Need Clarification for Round 2

Hi AIcrowd Team, just want to clarify something :

  1. In the post-purchase training phase,
# Create a runtime instance of the purchased dataset with the right labels
purchased_dataset = instantiate_purchased_dataset(unlabelled_dataset, purchased_labels)
aggregated_dataset = torch.utils.data.ConcatDataset(
    [training_dataset, purchased_dataset]
)
print("Training Dataset Size : ", len(training_dataset))
print("Purchased Dataset Size : ", len(purchased_dataset))
print("Aggregataed Dataset Size : ", len(aggregated_dataset))

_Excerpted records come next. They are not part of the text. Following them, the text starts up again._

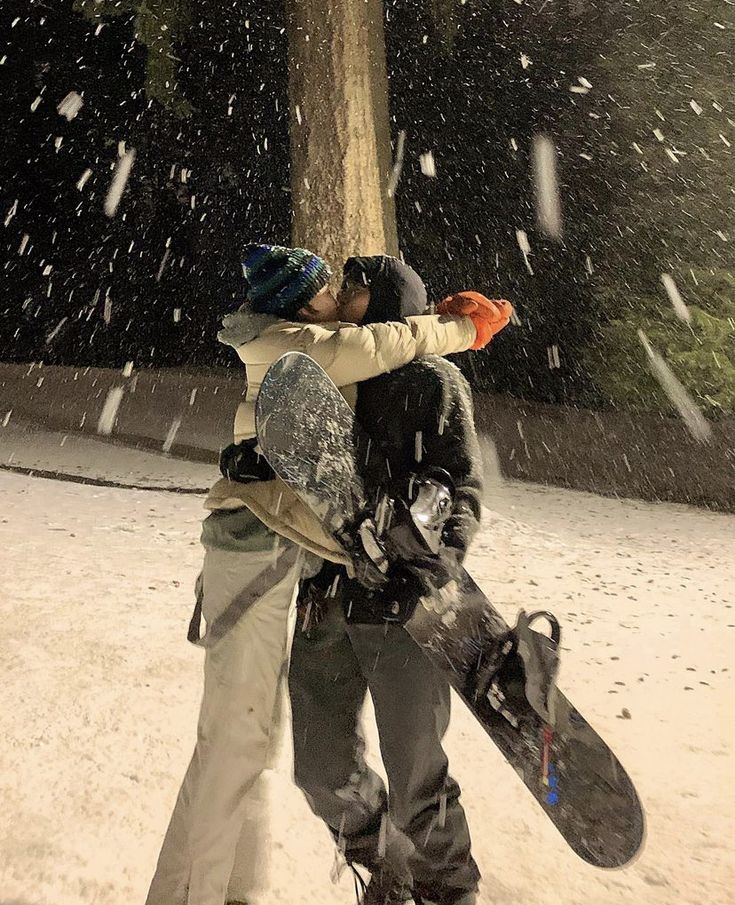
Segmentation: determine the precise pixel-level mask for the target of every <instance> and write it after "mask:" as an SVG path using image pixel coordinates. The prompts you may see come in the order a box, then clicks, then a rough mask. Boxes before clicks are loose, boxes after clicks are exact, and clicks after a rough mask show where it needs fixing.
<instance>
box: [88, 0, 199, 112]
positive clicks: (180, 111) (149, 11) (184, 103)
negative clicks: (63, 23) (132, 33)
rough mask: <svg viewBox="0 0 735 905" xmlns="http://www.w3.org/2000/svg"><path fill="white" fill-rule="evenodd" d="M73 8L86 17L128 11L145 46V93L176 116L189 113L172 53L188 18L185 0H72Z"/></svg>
mask: <svg viewBox="0 0 735 905" xmlns="http://www.w3.org/2000/svg"><path fill="white" fill-rule="evenodd" d="M74 9H75V10H76V11H77V12H80V13H82V14H83V15H84V16H85V17H86V18H88V19H91V20H93V21H95V20H99V22H100V23H103V22H104V20H105V19H108V18H114V17H117V16H122V15H125V14H132V15H134V16H135V36H136V39H137V40H138V41H139V42H140V43H141V44H142V45H143V46H144V47H145V48H146V51H147V56H146V84H145V88H146V93H147V94H148V97H150V98H153V99H155V100H157V101H158V102H159V103H161V104H163V106H164V107H166V108H168V109H169V110H171V112H173V113H174V114H175V115H176V116H178V117H186V116H189V115H190V114H191V109H192V108H191V104H190V103H189V101H188V100H187V99H186V98H185V97H183V96H182V95H181V93H180V91H179V90H178V85H177V79H176V73H177V69H178V63H179V62H180V60H179V59H178V58H177V57H176V55H175V49H176V45H177V43H178V42H179V41H181V40H182V39H183V38H184V37H185V35H186V31H187V29H188V27H189V25H190V22H191V10H190V7H189V3H188V2H187V0H75V2H74Z"/></svg>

DEBUG_MODE = os.getenv("AICROWD_DEBUG_MODE", False)
if DEBUG_MODE:
    TRAINER_CLASS = ZEWDPCDebugTrainer
else:
    TRAINER_CLASS = ZEWDPCTrainer

trainer = ZEWDPCTrainer(num_classes=6, use_pretrained=True)
trainer.train(
    training_dataset, num_epochs=10, validation_percentage=0.1, batch_size=5
)

y_pred = trainer.predict(val_dataset)
y_true = val_dataset_gt._get_all_labels()

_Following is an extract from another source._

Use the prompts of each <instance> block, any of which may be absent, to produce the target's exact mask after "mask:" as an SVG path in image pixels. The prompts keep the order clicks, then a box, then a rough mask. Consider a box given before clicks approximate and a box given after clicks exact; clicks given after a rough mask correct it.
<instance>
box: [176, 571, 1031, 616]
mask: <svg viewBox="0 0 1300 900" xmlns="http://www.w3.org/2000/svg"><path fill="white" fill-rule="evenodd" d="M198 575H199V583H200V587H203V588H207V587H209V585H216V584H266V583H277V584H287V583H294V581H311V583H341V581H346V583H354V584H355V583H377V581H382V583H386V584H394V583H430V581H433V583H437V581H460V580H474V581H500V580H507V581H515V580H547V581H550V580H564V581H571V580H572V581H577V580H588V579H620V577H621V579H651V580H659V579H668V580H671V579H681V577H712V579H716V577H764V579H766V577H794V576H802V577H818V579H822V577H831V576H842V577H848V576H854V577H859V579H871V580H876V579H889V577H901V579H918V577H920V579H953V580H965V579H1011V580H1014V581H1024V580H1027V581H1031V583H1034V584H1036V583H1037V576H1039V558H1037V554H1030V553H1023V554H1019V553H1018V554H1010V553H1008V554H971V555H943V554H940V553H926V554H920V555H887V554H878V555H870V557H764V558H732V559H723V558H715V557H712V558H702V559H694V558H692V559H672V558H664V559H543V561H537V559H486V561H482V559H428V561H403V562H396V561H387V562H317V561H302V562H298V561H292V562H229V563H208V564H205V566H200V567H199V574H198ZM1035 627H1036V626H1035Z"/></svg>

shouldn’t it be something like this?

trainer.train(
    aggregated_dataset , num_epochs=10, validation_percentage=0.1, batch_size=5
)
  1. Because the combined and different time budget, shouldn’t it be something like this?

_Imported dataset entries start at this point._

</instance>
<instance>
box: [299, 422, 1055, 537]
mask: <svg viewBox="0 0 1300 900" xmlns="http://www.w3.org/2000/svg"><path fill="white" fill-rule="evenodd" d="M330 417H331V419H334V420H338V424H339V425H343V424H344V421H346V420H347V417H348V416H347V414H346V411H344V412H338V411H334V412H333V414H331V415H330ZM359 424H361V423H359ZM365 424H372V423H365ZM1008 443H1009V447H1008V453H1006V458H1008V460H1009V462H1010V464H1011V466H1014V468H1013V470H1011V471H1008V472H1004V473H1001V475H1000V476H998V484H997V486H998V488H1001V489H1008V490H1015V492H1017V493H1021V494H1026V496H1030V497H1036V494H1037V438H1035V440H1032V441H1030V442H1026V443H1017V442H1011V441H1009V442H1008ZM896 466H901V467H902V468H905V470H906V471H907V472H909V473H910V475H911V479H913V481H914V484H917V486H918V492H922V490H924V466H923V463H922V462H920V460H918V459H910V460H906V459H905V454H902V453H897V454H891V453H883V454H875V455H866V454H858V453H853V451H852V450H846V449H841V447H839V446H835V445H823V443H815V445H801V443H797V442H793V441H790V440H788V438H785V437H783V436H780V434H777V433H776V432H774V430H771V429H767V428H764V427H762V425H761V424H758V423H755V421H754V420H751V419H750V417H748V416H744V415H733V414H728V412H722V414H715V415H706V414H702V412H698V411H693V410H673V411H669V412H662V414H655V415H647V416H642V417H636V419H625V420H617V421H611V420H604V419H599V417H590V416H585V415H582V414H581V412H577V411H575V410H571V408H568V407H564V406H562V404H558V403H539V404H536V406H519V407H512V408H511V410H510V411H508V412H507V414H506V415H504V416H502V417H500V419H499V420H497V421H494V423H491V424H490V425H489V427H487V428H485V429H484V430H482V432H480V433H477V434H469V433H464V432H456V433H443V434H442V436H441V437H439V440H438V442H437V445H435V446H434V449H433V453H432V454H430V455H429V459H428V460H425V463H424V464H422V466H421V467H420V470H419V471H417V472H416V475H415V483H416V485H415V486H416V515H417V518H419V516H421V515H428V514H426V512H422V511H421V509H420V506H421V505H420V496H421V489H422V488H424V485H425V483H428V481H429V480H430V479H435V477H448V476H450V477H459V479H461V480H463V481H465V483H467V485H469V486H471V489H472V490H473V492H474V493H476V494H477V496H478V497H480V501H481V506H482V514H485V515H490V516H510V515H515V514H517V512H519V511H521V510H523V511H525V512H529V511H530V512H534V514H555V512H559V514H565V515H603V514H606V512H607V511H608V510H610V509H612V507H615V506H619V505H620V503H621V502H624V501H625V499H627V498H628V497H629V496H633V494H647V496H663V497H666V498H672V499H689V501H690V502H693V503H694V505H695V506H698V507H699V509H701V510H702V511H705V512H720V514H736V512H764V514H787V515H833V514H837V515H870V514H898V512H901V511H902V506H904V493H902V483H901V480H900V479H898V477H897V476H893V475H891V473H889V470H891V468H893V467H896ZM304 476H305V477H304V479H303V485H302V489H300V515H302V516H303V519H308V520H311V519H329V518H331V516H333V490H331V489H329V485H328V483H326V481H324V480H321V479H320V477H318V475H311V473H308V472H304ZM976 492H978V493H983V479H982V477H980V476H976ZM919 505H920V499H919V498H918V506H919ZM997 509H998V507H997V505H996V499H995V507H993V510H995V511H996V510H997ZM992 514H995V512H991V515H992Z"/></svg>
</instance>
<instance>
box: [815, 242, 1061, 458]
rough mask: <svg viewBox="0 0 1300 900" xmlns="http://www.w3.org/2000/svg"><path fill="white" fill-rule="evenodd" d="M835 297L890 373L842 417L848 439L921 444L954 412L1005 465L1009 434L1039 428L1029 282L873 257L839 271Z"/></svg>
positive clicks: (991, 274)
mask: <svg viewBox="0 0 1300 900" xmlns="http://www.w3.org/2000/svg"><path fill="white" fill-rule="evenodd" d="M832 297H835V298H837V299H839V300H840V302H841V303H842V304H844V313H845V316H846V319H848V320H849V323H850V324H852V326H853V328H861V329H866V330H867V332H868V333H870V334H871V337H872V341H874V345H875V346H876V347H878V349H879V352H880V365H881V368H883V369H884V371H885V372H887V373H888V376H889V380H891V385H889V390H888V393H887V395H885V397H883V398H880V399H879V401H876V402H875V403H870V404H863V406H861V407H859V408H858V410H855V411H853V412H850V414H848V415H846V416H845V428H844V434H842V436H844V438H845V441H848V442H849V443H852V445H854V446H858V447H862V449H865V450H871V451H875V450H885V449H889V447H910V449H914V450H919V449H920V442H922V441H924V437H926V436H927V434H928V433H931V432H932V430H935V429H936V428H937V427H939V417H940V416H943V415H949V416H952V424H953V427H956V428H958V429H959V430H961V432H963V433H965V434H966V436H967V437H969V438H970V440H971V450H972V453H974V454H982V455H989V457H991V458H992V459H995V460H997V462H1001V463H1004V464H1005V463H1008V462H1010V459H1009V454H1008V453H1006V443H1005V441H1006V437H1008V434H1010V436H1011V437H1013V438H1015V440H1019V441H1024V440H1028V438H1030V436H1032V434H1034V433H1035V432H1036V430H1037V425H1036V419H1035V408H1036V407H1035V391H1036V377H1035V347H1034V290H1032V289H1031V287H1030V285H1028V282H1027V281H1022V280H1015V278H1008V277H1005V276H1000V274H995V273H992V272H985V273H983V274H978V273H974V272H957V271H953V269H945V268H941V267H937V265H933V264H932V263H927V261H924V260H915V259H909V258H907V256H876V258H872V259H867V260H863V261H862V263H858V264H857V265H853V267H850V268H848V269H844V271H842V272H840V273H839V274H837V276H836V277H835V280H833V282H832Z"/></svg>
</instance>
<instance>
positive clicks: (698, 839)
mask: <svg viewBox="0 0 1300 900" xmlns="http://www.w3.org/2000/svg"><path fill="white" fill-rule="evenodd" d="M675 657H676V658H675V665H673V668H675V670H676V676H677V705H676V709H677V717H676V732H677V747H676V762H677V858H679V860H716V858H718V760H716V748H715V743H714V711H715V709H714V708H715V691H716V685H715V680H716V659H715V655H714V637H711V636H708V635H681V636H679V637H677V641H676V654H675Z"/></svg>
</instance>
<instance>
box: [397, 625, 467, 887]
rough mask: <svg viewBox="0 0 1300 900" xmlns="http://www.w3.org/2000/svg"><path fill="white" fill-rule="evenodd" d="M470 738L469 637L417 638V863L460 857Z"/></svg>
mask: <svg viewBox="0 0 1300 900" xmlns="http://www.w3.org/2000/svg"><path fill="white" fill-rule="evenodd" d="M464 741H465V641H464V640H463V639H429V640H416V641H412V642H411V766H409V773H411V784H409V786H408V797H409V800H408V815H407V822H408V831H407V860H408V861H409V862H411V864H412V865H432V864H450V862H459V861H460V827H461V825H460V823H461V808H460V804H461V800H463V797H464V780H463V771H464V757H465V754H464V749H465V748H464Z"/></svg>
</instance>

instead of the original diagram?

or did I assume it wrong?

Thanks.

1 Like

tfreidel raised the same bug here (:aicrowd: [Update] Round 2 of Data Purchasing Challenge is now live! - #11 by tfriedel). I also think it should be aggregated_dataset instead of training_dataset . Although it is in local_evaluation.py which will not be part of any sort of evaluation.